After a slew of failures, just 10 of this summer's 105 movies are keyed to families.

June 05, 1997|STEVEN SMITH | SPECIAL TO THE TIMES

Just three years ago, the big challenge facing preteen filmgoers wasn't where to find a new movie, but which one to see: In the summer of 1994, studios unleashed no fewer than 15 family-friendly titles, and one of them--"The Lion King"--would ascend into the all-time box-office Top 10.

New family divisions from Warner Bros. and Fox were drawing up ambitious plans--and even Miramax co-chief Bob Weinstein, best known for producing bloody fare like "Pulp Fiction," announced that "people want softer entertainment. . . . [My 12- and 7-year-old daughters] are my new script consultants."

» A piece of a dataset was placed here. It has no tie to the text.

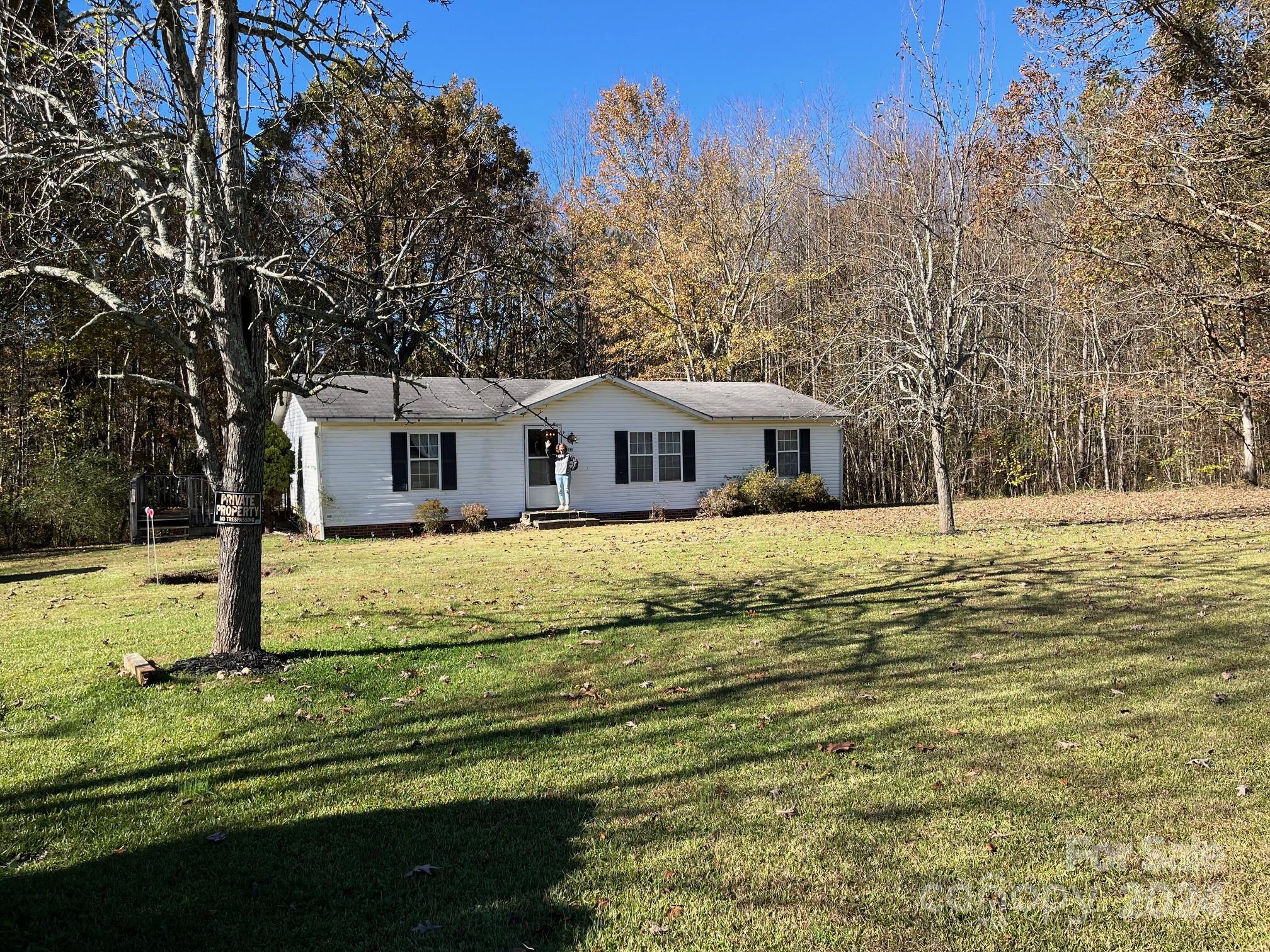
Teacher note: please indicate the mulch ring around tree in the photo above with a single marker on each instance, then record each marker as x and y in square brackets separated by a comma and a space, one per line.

What a difference three years make in the Circle of Life.

This summer, out of 105 movies (roughly a third more than 1994), only 10 aim for the entire family, with no G-rated Miramax titles in sight. Among the few June offerings is the live-action "Buddy," a gorilla tale from Jim Henson Pictures that opens Friday.

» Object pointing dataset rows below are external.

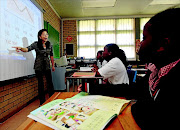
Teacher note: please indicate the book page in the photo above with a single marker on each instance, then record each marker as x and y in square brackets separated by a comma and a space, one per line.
[84, 74]
[100, 102]
[68, 115]
[97, 121]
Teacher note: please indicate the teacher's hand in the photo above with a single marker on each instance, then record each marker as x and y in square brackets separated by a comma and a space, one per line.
[53, 69]
[17, 48]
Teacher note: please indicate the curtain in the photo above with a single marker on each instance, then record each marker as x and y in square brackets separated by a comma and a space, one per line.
[93, 35]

So why are Bob Weinstein's daughters apparently out of a job? Simple: Most studios' family film balance sheets could be summed up with a single red crayon.

The commercial and often critical disasters include "Cats Don't Dance," "House Arrest," "Gordy," "Fluke," "The Pebble and the Penguin," "The Swan Princess," "Magic in the Water," "Zeus and Roxanne," "Top Dog," "Miracle on 34th Street," "Flipper," "Alaska," "Baby's Day Out," "Getting Even With Dad," "Andre," "Little Big League" and "North."

To name just a few.

Even critically touted features like "A Little Princess," "The Indian in the Cupboard" and "Black Beauty" disappointed in theatrical runs, leaving family film successes almost entirely to well-known brand names, like Disney ("Pocahontas," "Toy Story"), Steven Spielberg ("Casper") and Henson ("Babe").

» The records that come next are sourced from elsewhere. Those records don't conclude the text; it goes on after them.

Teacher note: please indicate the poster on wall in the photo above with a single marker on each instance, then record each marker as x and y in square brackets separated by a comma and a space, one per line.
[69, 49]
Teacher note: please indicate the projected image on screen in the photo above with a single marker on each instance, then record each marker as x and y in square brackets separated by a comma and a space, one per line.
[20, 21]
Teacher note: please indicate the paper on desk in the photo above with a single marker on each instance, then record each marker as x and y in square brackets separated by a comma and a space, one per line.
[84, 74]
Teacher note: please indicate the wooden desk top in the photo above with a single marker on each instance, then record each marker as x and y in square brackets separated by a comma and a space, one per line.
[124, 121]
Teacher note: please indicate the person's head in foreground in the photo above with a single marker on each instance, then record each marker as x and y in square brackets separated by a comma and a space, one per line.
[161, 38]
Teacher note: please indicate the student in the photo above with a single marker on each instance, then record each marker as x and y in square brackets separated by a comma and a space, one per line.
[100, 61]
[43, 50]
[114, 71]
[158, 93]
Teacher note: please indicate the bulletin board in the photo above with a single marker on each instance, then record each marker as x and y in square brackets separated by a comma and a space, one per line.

"What everybody thought was, 'I'm going to make something that works for a child,' but it's too hard," notes Brian Henson, executive producer of "Buddy" and chairman of Jim Henson Pictures, the thriving company named after his late, legendary father.

"The studios ended up talking down to kids, making films that were even too simple, or that felt like being in school.

"They'd say, you know why this movie is great? Because it's gonna teach kids to read! Or, they're gonna come out ready not to be a racist! That's not enough. You have to be telling a great story that you're going to enjoy, and the characters have to be wonderful and three-dimensional."

Henson also points out that the economics of family filmmaking are not for the small of heart.

"The cost of making a movie has probably doubled in the last seven to 10 years, and the cost of a movie ticket has not. The cost of a child ticket is half price, and the cost of a family picture is more expensive than a regular picture, because you can't just shoot on location with actors. You need something extraordinary that makes the film bigger.

"Three-quarters of your audience is paying half price. That means if you've made $40 million, if that was an adult film, that would be $70 million."

As a result, family movies must deliver both theatrically and on home video, a challenge few have accomplished. (Several companies now play it safe with straight-to-video releases, like Disney's recent "Honey We Shrunk Ourselves" and upcoming "Toy Story" sequel.)

That isn't to say under-16s aren't going to the movies--just that the definition of family films has changed to include edgier fare, like comedies laced with crude humor, a la "Ace Ventura" and "The Nutty Professor," or intense roller-coaster rides like "Twister" and "Independence Day."

Observes Chris Meledandri, president of Fox Family Films: "What we've learned is that children's films don't work--family films do. And there's been a redefinition by the audience of what a family film is."

Henson Pictures President Stephanie Allain agrees young viewers are "so aware, so sophisticated. They want to watch what their teenage brothers and sisters are watching, not what the little ones are watching."

"Buddy" is one of many family titles awarded a PG rating--in its case, for the intense outbursts of its gorilla hero. But other family films have worked harder to avoid the dreaded G, which is still seen by some producers as a scarlet letter.

Last year, "Fly Away Home" director Carroll Ballard admitted he added a four-letter word to his film just to ensure a PG. "G is the kiss of death," Ballard told a reporter at the time, "even with a film for children."

(The same obscenity helped 1996's "Dunston Checks In" get a PG, although Fox's Meledandri says it wasn't calculated--just a bad call. "Seeing the movie in a theater, I felt I'd let something slip by, not preventing that word from being said.")

To further hedge its bets, Hollywood is increasingly hiring pre-approved names. Sony Pictures has signed a five-year deal with Henson, while Paramount recently inked a contract with corporate cousin Nickelodeon.